Hmmmm, I don’t ever give advice on actual trading systems or methods, but since you trade the same timeframes as I do on my intraday stuff then I will offer you at least some thoughts relating to this type of trading. But firstly, may I say that it was a good experience for you with last Friday’s NFP. It is perhaps the most volatile of all data releases and even if you have a stop of say 5-10 pips, you may not actually get filled until 20+ when the reactive move is so fast. I am so pleased for you that there was a retrenchment that allowed you to get out at a reasonable level. In the past, the reaction to NFP has initiated a new, longer trends that can last for days and move 100’s of pips. Perhaps another lesson for you last Friday was to experience the psychological stress of watching intensively a position that is dramatically under water relative to your usual trading size!
My first thought is that you are probably right to be relying quite heavily on your own discretion with these 15M/5M/1M timeframes instead of seeking a mechanical technical system. Price movements are, as you have already seen, quite erratic and change direction frequently without any observable reason. which leads to my second thought:
It is wise to keep commonsense about your decision-making regarding entry and exits and not chase the market whenever there is a sudden surge in price - it can return right back to where it was during the very next bar and leave you with an immediate minus or even stop-out.
Third thought, the typical trade distances in these TFs is about 5-25 pips if you are using the 1M to enter and exit. Therefore your stop-loss has to also be fairly close in order to be relative to your gains. This means that your entry levels are extremely critical to your overall success otherwise you will be getting stopped out too often by jittery price action. For this purpose I think it is good to use a technical analysis setup as a job aid (not as a system in itself). Personally, I think a 5-pip stoploss is far too tight. I would get stopped a lot if I used that level. I tend to set 10-15 pips and only enter positions when they are close to my exit criteria.

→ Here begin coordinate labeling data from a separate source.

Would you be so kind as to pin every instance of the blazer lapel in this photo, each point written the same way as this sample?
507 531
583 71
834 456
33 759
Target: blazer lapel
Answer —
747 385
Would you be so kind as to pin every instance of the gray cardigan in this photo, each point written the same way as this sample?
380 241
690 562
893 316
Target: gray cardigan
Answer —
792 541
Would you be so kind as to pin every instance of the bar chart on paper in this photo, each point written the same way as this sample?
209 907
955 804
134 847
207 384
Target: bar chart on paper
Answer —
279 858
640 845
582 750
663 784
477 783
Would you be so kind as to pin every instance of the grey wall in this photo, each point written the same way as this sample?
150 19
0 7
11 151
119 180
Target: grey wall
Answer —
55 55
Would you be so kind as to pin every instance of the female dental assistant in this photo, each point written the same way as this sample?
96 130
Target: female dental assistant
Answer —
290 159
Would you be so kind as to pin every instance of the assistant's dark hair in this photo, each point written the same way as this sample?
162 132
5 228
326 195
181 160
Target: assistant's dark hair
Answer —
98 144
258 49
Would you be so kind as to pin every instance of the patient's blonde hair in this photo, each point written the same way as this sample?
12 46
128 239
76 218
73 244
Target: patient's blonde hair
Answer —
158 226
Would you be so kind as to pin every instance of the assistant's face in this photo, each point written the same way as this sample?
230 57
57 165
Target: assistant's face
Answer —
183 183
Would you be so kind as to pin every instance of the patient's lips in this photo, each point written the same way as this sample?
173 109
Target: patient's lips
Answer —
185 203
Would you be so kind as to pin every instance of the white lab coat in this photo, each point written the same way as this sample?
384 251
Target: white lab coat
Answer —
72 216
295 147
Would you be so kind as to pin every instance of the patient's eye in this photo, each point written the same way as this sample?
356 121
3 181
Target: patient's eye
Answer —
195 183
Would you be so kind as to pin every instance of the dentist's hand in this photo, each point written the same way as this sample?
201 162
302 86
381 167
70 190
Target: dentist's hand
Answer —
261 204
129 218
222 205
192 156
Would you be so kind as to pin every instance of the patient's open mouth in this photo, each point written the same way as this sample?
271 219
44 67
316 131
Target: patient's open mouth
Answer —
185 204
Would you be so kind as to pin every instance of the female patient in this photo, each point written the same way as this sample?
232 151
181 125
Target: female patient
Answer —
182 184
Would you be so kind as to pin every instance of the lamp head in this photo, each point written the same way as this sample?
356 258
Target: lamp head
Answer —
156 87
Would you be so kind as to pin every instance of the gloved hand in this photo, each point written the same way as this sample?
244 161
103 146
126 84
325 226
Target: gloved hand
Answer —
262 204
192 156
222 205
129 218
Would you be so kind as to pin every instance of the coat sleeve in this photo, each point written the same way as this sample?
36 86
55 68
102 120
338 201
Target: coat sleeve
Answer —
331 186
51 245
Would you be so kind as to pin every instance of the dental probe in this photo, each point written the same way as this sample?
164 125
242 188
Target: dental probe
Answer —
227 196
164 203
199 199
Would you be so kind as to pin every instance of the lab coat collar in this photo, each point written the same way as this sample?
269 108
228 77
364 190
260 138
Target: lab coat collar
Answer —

Fourth thought: In these TFs, the price often returns to the level that triggered the move after having moved maybe 8-10 pips in the right direction. Often, it is useful to wait for this pull-back before actually entering on a bounce-back from this level. The second move often has greater momentum and a quicker, longer move than the first leg, presumably because there is more interest from other participants with this confirmation.
Fifth point: These TFs are notoriously erratic and demand extreme concentration. They miss the longer moves and are expensive in broker costs. You will not make a lot of money from these trades but it is a brilliant training field for a trader to watch and learn price action and try out all kinds of technical analysis tool before moving onto longer term TFs and positions. In order to make meaningful money in these TF’s you would need to take large positions which would also mean that a series of losses would eat your equity VERY quickly AND add a lot of frustration to your trading.
Sixth point: It is worth watching the general level of activity on the 15M and 5M(e.g. bar lengths) before even deciding to trade on 1M signals otherwise you will be whipsawing around in a tight market going nowhere.
I am probably only stating the obvious here and sorry if it is boring for you, but maybe there are some points that may help you in developing your trading approach - Good Luck
Actually, I just noticed that you joined this site already in 2010 so I guess this is all kid’s stuff that I am talking about - I am sorry about that, I didn’t mean to appear to be belittling you at all!